When send in a small opening particle acquire the spread of impulse p. E.g. there can be sometimes a huge value of p, which the particle doesn't have initially. So is with Energy too. The question is where do these surplus energy and momentum come from? I never encountered that in books. I think there is no other place where it can come from except the atoms of the opening. But in that case follows the question what if the opening is cooled down to near -273? Take into account that one can have very slow particles so they don't deliver much energy but must take away. So they will cool down the opening and the whole barrier but not under -273,16.
Subatomic particles are (or are associated with) wave packets (of finite size). Fourier analysis tells us that if the packet is very short, the frequency of the wave cannot be accurately determined. I believe this is the source of the uncertainty principle. I am not aware of any situation where a particle can gain energy by passing through a small opening. It gains energy by interacting with other particles or fields. A particle confined to the volume of a nucleus (by the strong nuclear force) would have at any instant a very uncertain energy.
The Heisenberg principle is related to uncertainties of measurements. The particle is in a QM-state, described by a wave function. If we make some measurement that tells us that it is confined in a very small location, there is a limitation in my max. accuracy of knowledge about its momentum.

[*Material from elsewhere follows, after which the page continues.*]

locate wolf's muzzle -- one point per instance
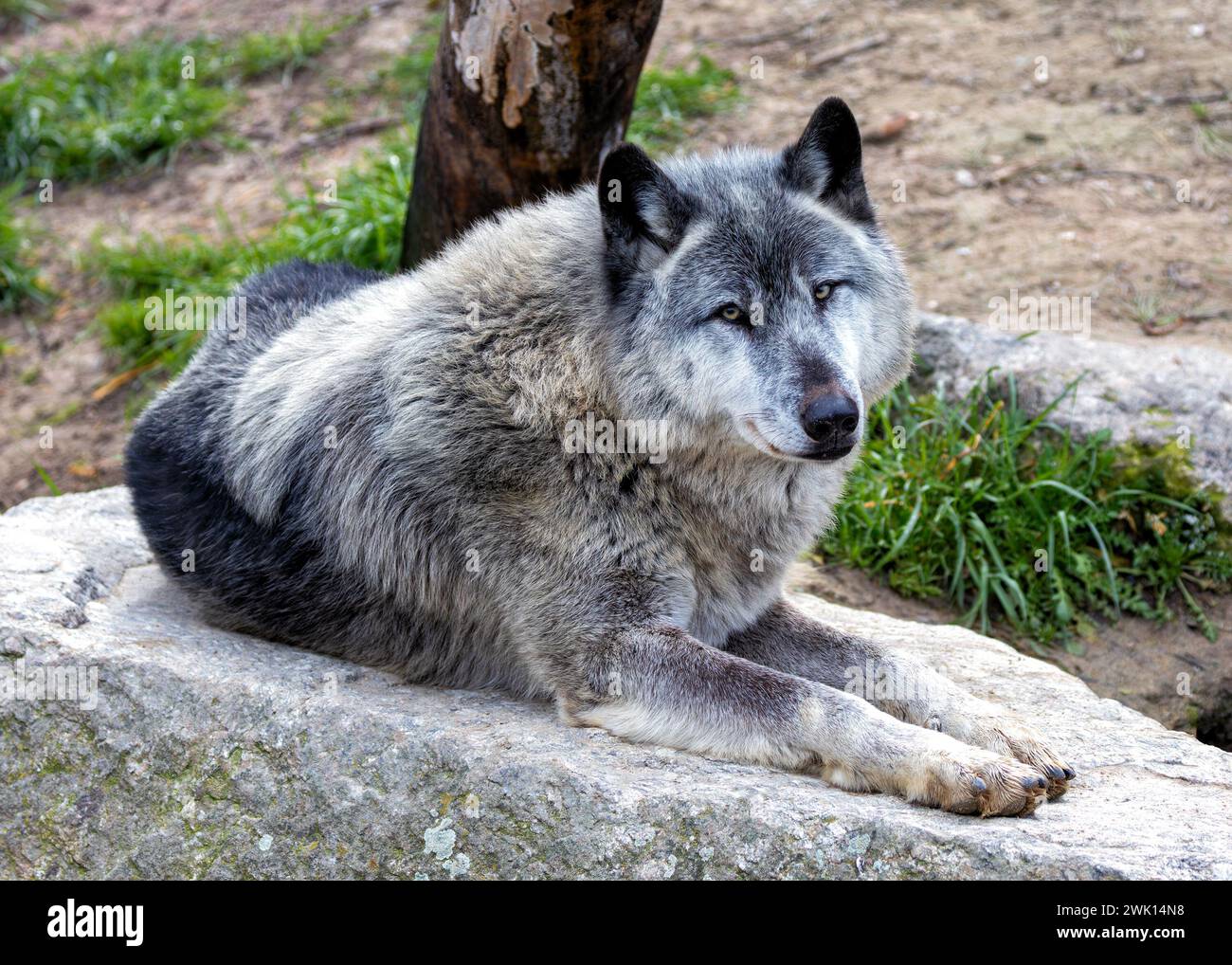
(832, 420)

For example, it is necessary a electronic microscope to be sure about where things are, for small distances. But that means that electrons collide on whatever is being observed, and the device manages to form an image on the screen from the scattered electrons. Electrons are used instead of photons exactly because they have smaller wave lengths, what also means bigger momentum.
So, we can say that the source of the momentum of the observed particles is the momentum of the incoming ones, that must be greater and greater for smaller accuracy of the location.